I, Holiday Brown, have it all. A platinum record. Multi-million dollar home in Manhattan that I share with my two best friends. Life is looking fantastic until my roommate’s brother decides to bunk in our guestroom while his house gets renovated.
W. Emmett Bell has always been the bane of my existence. He’s annoying, stubborn, a know it all, and just might be the most gorgeous man I’ve ever laid eyes on. But I refuse to fall for him. But when his sister’s threatened by a stalker, dynamics change. His unwavering faith isn’t quite as self-righteous as I’d always thought, and maybe he has a good side I’ve overlooked all these years.
Or maybe it’s all too much trouble.
The Trouble With Love is the first book in the Christian Chick Lit series: Faith & Fortune.
I enjoyed reading The Trouble With Love and armchair travelling to summer in New York City.
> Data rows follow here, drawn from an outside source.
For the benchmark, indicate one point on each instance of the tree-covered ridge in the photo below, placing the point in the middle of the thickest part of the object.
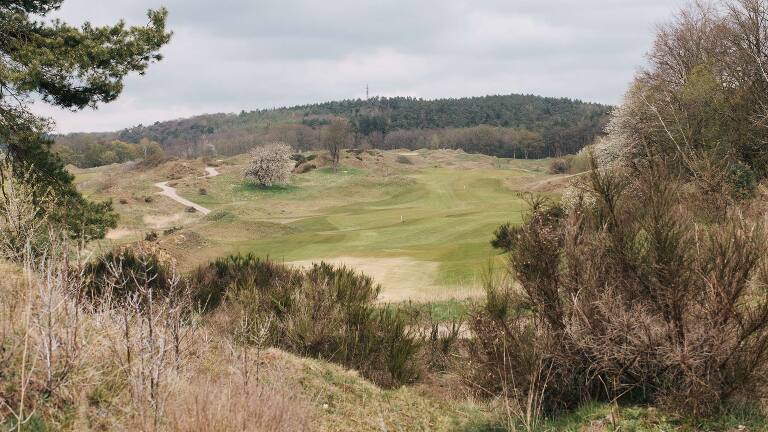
(518, 125)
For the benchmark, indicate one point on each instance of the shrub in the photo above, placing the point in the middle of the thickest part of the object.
(307, 167)
(122, 276)
(270, 164)
(629, 298)
(325, 312)
(558, 166)
(504, 237)
(743, 180)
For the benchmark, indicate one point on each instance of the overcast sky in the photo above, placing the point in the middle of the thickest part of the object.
(230, 55)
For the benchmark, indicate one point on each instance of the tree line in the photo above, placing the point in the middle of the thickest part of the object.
(523, 126)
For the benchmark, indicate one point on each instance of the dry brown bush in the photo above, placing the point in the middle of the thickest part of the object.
(627, 297)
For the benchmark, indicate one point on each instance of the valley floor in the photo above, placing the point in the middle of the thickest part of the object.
(418, 222)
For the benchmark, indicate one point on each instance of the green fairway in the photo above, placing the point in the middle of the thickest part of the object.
(423, 231)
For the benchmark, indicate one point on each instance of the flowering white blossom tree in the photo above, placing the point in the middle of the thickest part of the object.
(270, 164)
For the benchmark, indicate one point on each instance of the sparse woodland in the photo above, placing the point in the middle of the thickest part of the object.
(644, 285)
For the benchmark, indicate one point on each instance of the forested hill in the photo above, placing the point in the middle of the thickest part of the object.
(505, 125)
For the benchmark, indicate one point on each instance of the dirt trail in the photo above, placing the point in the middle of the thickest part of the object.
(171, 193)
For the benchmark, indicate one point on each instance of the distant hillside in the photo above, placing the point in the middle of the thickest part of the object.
(510, 126)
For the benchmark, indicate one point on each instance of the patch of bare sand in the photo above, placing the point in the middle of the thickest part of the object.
(162, 221)
(402, 278)
(121, 233)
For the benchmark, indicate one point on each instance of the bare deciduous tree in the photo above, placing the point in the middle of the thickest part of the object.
(270, 164)
(336, 138)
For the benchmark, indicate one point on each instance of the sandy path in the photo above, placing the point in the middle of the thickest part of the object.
(170, 192)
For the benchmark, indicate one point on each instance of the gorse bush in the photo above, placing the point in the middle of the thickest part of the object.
(128, 275)
(324, 312)
(628, 298)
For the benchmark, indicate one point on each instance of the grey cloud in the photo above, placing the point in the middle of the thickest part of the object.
(237, 54)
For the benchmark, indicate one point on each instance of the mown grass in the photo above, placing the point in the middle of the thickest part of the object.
(437, 211)
(438, 311)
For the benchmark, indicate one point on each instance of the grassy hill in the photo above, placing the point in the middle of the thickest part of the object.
(419, 222)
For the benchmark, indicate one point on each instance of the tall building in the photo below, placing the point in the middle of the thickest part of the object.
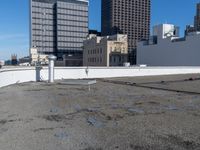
(197, 18)
(167, 48)
(58, 26)
(196, 26)
(131, 17)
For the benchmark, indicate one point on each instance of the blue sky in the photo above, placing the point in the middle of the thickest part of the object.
(14, 21)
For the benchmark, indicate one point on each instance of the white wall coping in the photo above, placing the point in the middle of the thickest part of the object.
(9, 76)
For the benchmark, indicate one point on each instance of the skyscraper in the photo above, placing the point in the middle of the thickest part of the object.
(197, 18)
(58, 26)
(131, 17)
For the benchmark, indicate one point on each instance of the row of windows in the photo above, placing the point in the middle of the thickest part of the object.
(73, 28)
(64, 5)
(70, 39)
(40, 4)
(40, 33)
(40, 38)
(43, 44)
(69, 34)
(59, 44)
(72, 12)
(66, 22)
(95, 51)
(72, 17)
(72, 23)
(94, 60)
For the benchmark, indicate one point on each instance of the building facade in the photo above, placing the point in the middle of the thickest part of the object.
(170, 50)
(131, 17)
(196, 26)
(197, 18)
(58, 26)
(105, 51)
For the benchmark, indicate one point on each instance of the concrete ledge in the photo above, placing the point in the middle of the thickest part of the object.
(26, 74)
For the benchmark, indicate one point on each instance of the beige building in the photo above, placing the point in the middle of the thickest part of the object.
(105, 51)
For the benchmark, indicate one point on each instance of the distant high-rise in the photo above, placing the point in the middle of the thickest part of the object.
(131, 17)
(197, 18)
(58, 26)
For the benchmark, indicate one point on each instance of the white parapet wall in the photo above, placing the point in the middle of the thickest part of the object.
(27, 74)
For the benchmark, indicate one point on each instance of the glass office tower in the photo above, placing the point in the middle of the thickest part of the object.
(58, 26)
(131, 17)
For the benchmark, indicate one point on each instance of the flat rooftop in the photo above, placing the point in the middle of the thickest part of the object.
(140, 113)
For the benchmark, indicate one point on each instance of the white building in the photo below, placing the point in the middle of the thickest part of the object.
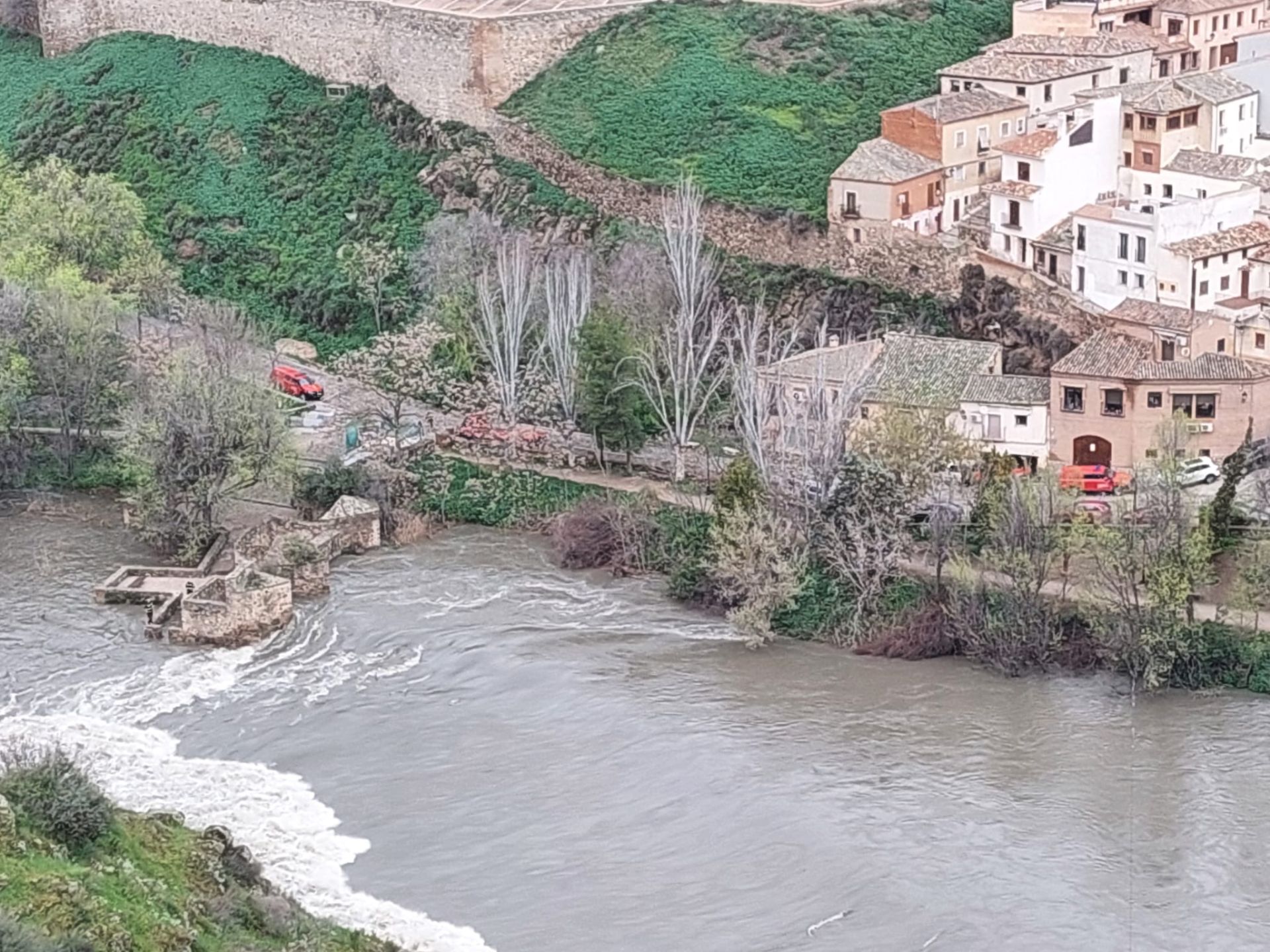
(1009, 414)
(1123, 249)
(1048, 173)
(1044, 83)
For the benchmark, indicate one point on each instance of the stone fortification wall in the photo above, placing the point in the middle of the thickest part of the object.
(21, 16)
(447, 66)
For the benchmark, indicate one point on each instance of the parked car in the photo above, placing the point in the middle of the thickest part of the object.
(295, 382)
(1093, 479)
(1095, 510)
(1202, 469)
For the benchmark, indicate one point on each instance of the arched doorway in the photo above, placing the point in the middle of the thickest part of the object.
(1091, 451)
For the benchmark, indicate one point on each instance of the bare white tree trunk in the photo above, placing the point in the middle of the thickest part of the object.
(673, 366)
(505, 317)
(568, 299)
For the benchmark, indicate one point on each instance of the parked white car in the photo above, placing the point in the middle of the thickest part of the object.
(1191, 473)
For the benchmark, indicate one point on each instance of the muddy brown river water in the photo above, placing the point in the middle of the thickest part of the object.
(562, 762)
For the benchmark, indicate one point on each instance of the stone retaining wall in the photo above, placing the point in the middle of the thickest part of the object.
(448, 66)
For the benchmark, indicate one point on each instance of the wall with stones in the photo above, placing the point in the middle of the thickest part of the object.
(452, 67)
(21, 15)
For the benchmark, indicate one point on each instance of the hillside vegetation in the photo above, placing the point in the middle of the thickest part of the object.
(251, 177)
(78, 875)
(759, 102)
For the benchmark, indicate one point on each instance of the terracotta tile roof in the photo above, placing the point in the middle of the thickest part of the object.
(879, 160)
(1152, 314)
(1096, 45)
(920, 371)
(1218, 243)
(1006, 389)
(1115, 356)
(1011, 190)
(1197, 161)
(1023, 69)
(1058, 237)
(1105, 354)
(1214, 87)
(1034, 143)
(952, 107)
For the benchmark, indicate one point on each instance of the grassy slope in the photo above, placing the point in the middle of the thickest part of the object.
(153, 887)
(235, 154)
(760, 102)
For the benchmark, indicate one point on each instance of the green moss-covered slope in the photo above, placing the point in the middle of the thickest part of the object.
(760, 102)
(251, 175)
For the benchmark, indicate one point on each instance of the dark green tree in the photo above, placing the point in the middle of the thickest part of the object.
(609, 407)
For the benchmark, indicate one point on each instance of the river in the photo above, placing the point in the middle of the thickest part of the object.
(562, 762)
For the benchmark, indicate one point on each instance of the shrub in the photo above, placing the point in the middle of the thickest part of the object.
(52, 793)
(318, 491)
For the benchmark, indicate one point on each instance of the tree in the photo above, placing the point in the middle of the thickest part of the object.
(371, 266)
(505, 317)
(568, 300)
(675, 366)
(202, 434)
(610, 408)
(79, 364)
(759, 564)
(863, 536)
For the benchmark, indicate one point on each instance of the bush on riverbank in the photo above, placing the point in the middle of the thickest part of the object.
(144, 884)
(760, 103)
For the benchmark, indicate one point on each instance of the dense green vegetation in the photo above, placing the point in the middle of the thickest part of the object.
(252, 179)
(760, 102)
(83, 876)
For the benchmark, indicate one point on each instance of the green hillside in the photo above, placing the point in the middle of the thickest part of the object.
(760, 102)
(252, 178)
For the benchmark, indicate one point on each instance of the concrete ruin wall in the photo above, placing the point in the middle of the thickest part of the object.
(452, 67)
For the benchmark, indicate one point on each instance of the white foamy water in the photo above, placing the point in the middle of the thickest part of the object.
(277, 815)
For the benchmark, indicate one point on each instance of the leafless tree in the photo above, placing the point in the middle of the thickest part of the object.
(675, 366)
(505, 317)
(568, 302)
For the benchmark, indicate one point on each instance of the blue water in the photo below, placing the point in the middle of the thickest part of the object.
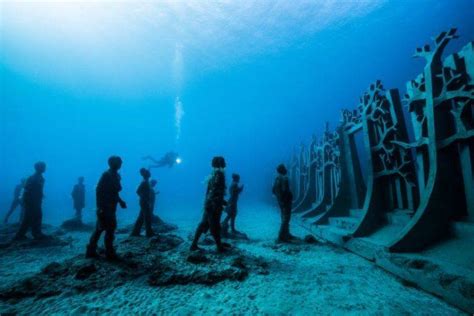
(248, 80)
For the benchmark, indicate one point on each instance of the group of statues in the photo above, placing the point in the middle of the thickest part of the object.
(29, 195)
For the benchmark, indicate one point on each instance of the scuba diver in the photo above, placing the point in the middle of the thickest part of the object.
(79, 198)
(32, 201)
(213, 206)
(107, 198)
(169, 159)
(144, 191)
(231, 210)
(16, 199)
(281, 189)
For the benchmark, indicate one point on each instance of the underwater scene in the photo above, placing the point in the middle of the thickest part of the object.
(224, 157)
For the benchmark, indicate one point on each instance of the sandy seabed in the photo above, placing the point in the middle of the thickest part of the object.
(303, 280)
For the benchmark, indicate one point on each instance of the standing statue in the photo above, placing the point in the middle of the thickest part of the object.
(79, 198)
(144, 192)
(32, 201)
(281, 189)
(16, 199)
(234, 190)
(107, 197)
(213, 205)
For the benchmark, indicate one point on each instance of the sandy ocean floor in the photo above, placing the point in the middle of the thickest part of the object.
(313, 280)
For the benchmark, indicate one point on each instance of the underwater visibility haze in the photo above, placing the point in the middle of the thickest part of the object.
(249, 80)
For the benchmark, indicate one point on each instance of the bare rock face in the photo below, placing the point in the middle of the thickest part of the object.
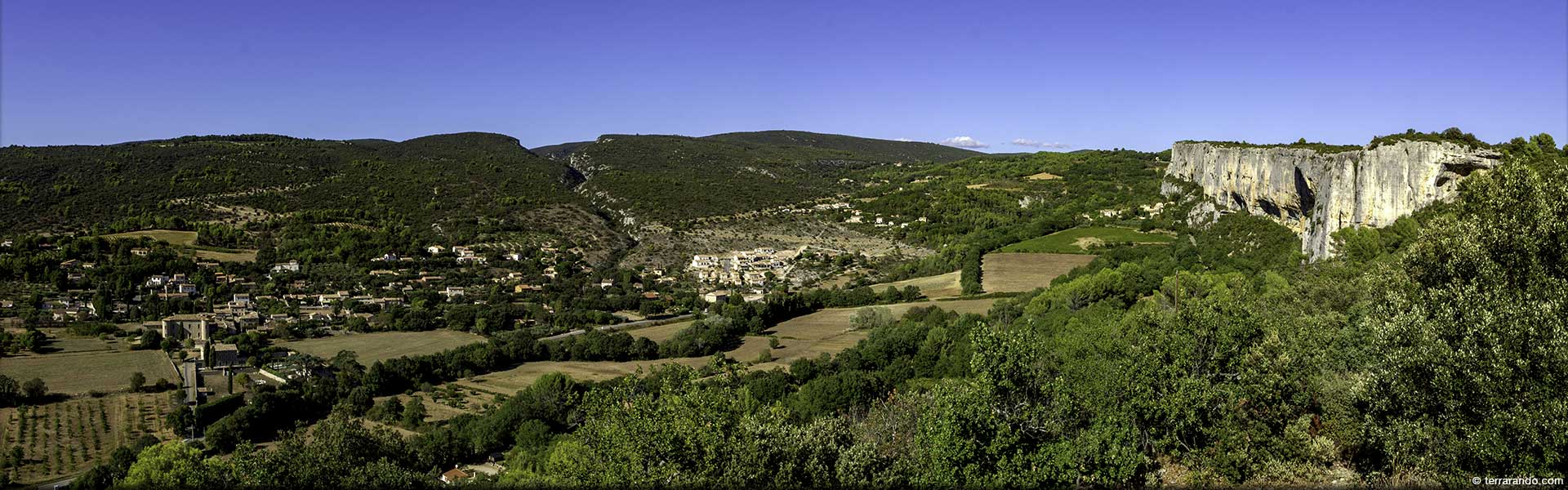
(1319, 194)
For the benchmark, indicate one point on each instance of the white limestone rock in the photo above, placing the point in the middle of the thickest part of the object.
(1319, 194)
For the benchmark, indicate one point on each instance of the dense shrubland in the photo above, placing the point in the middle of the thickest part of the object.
(1431, 352)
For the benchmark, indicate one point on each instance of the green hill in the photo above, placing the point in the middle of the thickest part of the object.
(654, 178)
(451, 183)
(871, 148)
(441, 180)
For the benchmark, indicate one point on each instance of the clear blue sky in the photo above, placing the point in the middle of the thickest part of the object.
(1085, 74)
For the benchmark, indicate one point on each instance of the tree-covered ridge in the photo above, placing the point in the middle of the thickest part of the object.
(433, 180)
(1448, 136)
(871, 148)
(1302, 143)
(657, 178)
Holiday is not your stereotypical popstar and song writer who parties hard and lives an over-the-top celebrity lifestyle. When she’s not touring, she lives in a lovely townhouse in Manhattan’s Upper East Side with her two long time best friends who also have successful careers. Astoria is a supermodel and Octavia is a ballerina.
Astoria’s brother, Emmett, is a Pulitzer Prize-winning photographer who stays with the girls in their guest room while he’s waiting to move back into his apartment. He’s concerned about his sister’s safety because she has acquired a stalker who’s sending her bizarre and scary gifts. Emmett’s parents hire bodyguards to protect the girls and travel with them. The suspense element in the story is like an undercurrent in the surf. The rip is there, but it doesn’t overpower the developing romance between Holiday and Emmett.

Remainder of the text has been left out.